Ils ne se voyaient plus avec les yeux des premiers jours. Leurs défauts à tous deux apparaissaient en pleine lumière. Otto trouvait moins de charme à l’indépendance de Christophe. Christophe était un compagnon gênant, en promenade. Il n’avait aucun souci du savoir-vivre. Il se mettait à l’aise, enlevait sa veste, ouvrait son gilet, entrebâillait son col, relevait ses poignets de chemise, plantait son chapeau sur le bout de son bâton, et se dilatait à l’air.

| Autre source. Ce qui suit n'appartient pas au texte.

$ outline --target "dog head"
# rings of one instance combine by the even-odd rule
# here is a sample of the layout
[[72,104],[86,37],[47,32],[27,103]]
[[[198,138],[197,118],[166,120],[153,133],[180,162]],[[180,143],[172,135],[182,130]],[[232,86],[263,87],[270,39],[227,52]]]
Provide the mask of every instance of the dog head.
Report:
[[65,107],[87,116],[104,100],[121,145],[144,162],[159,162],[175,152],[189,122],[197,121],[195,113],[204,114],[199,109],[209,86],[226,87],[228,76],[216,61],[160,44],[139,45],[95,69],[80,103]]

Il remuait les bras en marchant, il sifflait, il chantait à tue-tête ; il était rouge, suant et poudreux ; il avait l’air d’un paysan, qui retourne de la foire. L’aristocratique Otto était mortifié d’être rencontré en sa compagnie. Quand il apercevait une voiture sur la route, il s’arrangeait de façon à rester à dix pas en arrière, et il feignait de se promener seul.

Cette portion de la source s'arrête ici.